From Broadcast Engineer to Broadcast Historian
By Dave Sarkies on Jun 2, 2014 3:41:00 PM
Talk to Ed Sharpe for a while and you quickly discover a man with a wide-ranging background in broadcast and media. This extensive experience – along with a keen interest in preserving broadcast history – makes Ed a perfect fit for his current role as Archivist at the Southwest Museum of Engineering, Communications and Computation in Glendale, Arizona.
Ed’s enthusiasm for all things media began at an early age, but his primary interest was the technology behind it all. Like many kids who take an interest in electronics, a young Ed would find parts to tinker with anyway he could. “I’d pester the telephone man for insulated tape and scrap wire… I’d pester friends and neighbors for old equipment, parts and journals to learn about engineering and tinker with things.” Ed even admits to raiding a trash can or two for materials in attempts to build his creations – and to a few accidents his parents never found out about.
Interest in Technology leads to Extensive Career
But all the tinkering paid off. In Junior High the school Principal noticed Ed building radios and repairing TVs and put him in charge of maintaining the school’s AV equipment. Around the same time, he and some friends put together their own pirate radio station, complete with transmitter and mixing console. From there, things took off, his career in broadcast engineering, digital technology and television photography now spanning over four decades.
Starting out as a broadcast engineer in the 1960s, Ed has seen a number of changes through the years. “There was a lot of tape – no automation. Engineers were at the transmitter site 24/7. Now things are mostly automated and remotely controlled.” But he doesn’t bemoan the changes, referring to the advent of digital technologies as “the dawn of a new era in broadcasting.”
Instead, Ed has embraced new technologies, and has branched into other areas of the media world over the years. A reporter and Emmy Award-winning photojournalist as well, Ed started local Internet news and video site the Glendale Daily Planet in 2004, accompanied by KKAT-IPTV, Glendale's own Internet TV station, run by volunteers who maintain the equipment and write, direct and produce all programming.

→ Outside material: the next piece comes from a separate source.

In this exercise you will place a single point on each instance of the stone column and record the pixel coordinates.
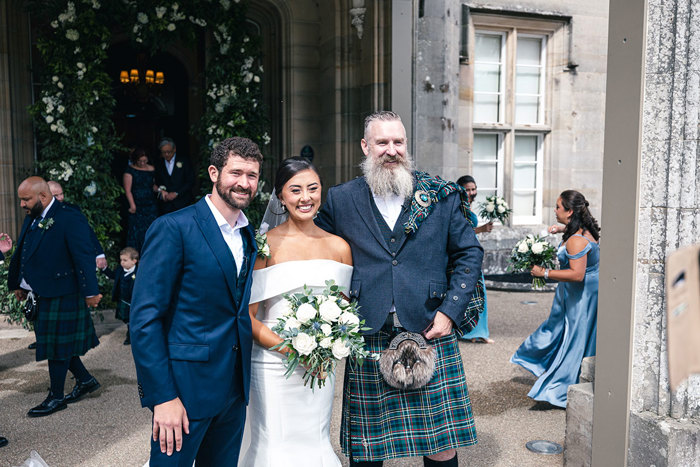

Documenting Broadcast History
Ed’s responsibilities as Archivist at SMECC keep him pretty busy as well. And while the transition from broadcast engineer and photojournalist may seem like quite a switch to some, for Ed it was a natural fit. In describing why he made the transition, Ed replies “Because I’ve always been [a historian]. I’ve always collected stuff and valued the history of how something was made and how it evolved.”
Ed takes pride in the museum’s collection, including a plethora of early NBC and CBS cameras and other gear, extensive magazine collections including Broadcast Engineering, TV Technology, Wireless Age and Radio News, early computer equipment, and a major recent find – blueprints for the 1938 RCA Empire State TV antenna.
Ed enjoys curating historical artifacts and documenting broadcast history, and urges those in broadcast to not dispose of anything before contacting SMECC first. As a museum archivist, Ed believes it’s important to preserve this history. As he puts it, “You don’t know where you’re going if you don’t know where you’ve come from.”
To Ed, having that background is essential…. and clearly, he has it.